Cubic phase gels as drug delivery systems

Abstract

Lipids have been used extensively for drug delivery in various forms such as liposomes, and solid-matrices. The focus of this review is evaluation of liquid crystalline cubic phases, spontaneously formed when amphiphilic lipids are placed in aqueous environment, for drug delivery. Cubic phases have an interesting thermodynamically stable structure consisting of curved bicontinuous lipid bilayer in three dimensions, separating two congruent networks of water channels. The unique structure of cubic phase has been extensively studied using various spectroscopic techniques and their resemblance to biomembranes has prompted many scientists to study behavior of proteins in cubic phases. The ability of cubic phase to incorporate and control release of drugs of varying size and polar characteristics, and biodegradability of lipids make it an interesting drug delivery system for various routes of administration. Cubic phases have been shown to deliver small molecule drugs and large proteins by oral and parenteral routes in addition to local delivery in vaginal and periodontal cavity. A number of different proteins in cubic phase appear to retain their native conformation and bioactivity, and are protected from chemical and physical inactivation perhaps due to the reduced activity of water and biomembrane-like structure of cubic phase. Release of drugs from cubic phase typically show diffusion controlled release from a matrix as indicated by Higuchi’s square root of time release kinetics. Incorporation of drug in cubic phase can cause phase transformation to lamellar or reversed hexagonal phase depending on the polarity and concentration of the drug, which may affect the release profile.

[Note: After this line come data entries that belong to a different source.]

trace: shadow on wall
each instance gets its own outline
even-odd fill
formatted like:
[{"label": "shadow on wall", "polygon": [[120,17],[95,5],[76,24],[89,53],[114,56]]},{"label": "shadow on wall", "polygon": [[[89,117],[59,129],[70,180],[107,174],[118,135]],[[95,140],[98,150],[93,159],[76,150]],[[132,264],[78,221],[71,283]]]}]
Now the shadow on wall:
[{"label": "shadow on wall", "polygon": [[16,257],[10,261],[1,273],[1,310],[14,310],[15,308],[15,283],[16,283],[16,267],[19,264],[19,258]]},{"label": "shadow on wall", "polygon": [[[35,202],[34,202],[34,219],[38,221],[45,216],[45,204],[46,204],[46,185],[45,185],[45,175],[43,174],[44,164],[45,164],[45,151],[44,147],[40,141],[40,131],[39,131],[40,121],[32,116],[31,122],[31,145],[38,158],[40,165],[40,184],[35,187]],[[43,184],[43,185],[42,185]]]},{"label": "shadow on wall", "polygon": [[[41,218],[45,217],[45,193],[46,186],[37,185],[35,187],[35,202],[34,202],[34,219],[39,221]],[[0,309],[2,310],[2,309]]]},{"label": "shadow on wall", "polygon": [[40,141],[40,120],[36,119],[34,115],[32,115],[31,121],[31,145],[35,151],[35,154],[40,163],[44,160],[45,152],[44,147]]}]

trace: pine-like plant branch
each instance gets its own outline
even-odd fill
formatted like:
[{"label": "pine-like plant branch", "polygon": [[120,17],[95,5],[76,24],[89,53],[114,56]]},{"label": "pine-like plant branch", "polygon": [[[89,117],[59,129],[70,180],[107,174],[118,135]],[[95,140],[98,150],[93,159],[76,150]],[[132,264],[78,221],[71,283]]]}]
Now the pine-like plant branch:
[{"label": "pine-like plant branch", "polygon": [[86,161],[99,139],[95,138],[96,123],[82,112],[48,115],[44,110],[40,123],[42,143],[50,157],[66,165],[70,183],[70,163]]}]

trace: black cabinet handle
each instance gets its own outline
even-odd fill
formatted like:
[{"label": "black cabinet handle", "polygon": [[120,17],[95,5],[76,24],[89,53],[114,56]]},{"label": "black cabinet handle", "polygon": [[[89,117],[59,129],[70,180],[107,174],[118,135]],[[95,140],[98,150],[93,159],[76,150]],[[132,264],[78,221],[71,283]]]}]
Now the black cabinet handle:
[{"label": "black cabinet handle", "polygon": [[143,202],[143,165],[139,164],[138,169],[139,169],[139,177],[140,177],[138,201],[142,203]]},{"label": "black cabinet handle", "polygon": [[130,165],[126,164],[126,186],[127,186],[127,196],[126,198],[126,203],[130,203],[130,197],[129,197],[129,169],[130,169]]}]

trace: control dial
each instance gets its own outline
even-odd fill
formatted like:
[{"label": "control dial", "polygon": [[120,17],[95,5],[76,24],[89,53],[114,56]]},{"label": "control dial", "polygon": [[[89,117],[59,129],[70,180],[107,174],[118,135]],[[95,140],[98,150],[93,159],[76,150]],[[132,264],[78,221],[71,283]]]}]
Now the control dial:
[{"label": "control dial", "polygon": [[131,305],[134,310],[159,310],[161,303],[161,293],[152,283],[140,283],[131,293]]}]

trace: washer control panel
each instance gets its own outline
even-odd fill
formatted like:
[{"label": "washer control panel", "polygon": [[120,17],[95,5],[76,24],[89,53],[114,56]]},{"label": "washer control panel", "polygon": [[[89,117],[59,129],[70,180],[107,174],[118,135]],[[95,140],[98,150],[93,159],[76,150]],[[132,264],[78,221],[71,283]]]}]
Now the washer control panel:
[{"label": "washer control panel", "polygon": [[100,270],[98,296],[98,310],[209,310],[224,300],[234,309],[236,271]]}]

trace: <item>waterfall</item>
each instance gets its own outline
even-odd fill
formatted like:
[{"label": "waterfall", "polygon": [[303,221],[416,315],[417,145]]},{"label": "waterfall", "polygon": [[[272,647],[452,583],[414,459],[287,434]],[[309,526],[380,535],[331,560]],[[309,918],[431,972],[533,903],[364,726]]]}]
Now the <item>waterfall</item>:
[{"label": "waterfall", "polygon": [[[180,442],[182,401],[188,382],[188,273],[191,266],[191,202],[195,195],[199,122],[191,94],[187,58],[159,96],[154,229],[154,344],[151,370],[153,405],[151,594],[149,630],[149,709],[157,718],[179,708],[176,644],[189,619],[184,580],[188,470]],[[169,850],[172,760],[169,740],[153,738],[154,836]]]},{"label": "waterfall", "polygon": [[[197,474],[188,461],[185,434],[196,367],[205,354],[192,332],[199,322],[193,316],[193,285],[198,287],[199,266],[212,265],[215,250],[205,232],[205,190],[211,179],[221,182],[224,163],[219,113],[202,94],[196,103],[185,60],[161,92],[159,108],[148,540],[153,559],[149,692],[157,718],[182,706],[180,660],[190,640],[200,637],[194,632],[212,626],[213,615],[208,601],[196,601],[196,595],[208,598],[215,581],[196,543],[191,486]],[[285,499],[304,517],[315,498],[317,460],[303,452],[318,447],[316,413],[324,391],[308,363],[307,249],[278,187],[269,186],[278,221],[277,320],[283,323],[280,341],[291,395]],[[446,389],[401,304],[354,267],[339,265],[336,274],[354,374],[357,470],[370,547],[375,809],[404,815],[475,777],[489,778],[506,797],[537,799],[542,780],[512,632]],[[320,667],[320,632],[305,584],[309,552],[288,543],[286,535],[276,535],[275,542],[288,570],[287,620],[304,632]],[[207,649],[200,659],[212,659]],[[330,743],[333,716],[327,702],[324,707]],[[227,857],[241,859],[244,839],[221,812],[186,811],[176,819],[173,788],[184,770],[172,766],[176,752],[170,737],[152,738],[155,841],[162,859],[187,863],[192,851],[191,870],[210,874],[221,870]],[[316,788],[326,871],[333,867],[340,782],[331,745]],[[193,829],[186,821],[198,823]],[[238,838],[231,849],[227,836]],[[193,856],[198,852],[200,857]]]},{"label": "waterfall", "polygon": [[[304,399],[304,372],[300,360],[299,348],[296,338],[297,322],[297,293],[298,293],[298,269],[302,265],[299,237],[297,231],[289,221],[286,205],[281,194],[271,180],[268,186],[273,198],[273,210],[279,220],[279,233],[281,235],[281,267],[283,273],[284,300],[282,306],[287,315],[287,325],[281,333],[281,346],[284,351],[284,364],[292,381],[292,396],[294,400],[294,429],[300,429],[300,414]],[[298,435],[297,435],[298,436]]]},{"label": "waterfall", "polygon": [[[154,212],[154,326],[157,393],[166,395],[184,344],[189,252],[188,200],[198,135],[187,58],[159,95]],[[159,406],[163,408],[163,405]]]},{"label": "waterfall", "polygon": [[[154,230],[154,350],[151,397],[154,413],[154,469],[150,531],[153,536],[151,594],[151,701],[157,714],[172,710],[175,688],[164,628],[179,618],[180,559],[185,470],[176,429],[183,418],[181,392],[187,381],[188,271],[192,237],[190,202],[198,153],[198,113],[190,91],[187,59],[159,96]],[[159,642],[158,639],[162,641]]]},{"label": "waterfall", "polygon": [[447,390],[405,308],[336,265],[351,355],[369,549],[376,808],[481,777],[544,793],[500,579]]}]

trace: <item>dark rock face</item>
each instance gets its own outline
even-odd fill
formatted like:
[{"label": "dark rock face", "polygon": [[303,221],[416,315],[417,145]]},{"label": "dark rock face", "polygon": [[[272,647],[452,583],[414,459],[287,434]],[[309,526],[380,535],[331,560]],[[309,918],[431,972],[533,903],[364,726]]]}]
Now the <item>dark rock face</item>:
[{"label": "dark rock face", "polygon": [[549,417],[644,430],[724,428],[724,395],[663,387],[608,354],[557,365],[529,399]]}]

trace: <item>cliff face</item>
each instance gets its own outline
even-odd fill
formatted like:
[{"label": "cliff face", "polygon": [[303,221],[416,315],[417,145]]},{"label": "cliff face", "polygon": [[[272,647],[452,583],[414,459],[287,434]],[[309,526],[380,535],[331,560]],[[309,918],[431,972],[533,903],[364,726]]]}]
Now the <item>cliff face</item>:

Biodegradability, phase behavior, ability to deliver drugs of varying sizes and polarity and the ability to enhance the chemical and/or physical stability of incorporated drugs and proteins make the cubic phase gel an excellent candidate for use as a drug delivery matrix. However, shorter release duration and the extremely high viscosity may limit its use to specific applications such as periodontal, mucosal, vaginal and short acting oral and parenteral drug delivery.